Por fim, rola uma certa forçação de barra da produção da mostra ao enquadrar o documentário Wattstax (1973) como um blaxploitation. O filme tem valor inestimável para entender os vínculos entre música e ativismo nos EUA dos anos 1960, contudo, ele não se enquadra de forma alguma numa estética e proposta blaxploitation. O título Wattstax é uma brincadeira juntando os nomes do bairro de Los Angeles Watts com Stax, legendária gravadora de soul norte-americana. Em 1972 foi realizado o Wattstax Music Festival no Los Angeles Coliseum reunindo artistas da gravadora para uma apresentação que ficaria conhecida como a Black Woodstock e que celebrava o sétimo aniversário dos riots (revoltas) ocorridos em Watts em 1965. O filme intercala os shows realizados com a fala de moradores do bairro sobre racismo, violência policial e perspectivas de vida. O ponto alto do filme é a condução do mesmo pelas piadas de Richard Pryor, o primeiro comediante negro a incluir ácidas críticas sociais ao racismo e relação entre negros e brancos nas suas piadas (boa aulinha para os amadores da comédia stand up brasileira), antecipando o estilo em que Chris Rock faz tanto sucesso hoje.
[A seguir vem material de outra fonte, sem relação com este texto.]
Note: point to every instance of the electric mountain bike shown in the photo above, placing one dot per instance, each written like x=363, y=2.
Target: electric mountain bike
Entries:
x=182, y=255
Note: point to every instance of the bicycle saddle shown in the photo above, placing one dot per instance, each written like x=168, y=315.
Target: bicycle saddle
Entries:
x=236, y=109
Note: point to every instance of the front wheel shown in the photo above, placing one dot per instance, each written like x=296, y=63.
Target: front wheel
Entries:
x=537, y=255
Mesmo considerando essas omissões e escorregões, a mostra é imperdível. As imagens exibidas acima são de Richard Roundtree, Melvin Van Peebles, a fabulosa Tamara Dobson, Ron O'Neal, a linda Pam Grier, cartaz de divulgação do filme Wattstax e, por fim, Rudy Ray Moore.

Muita Paz!

PS: agradeço a meu truta Vandão por me avisar da mostra e sugerir o post!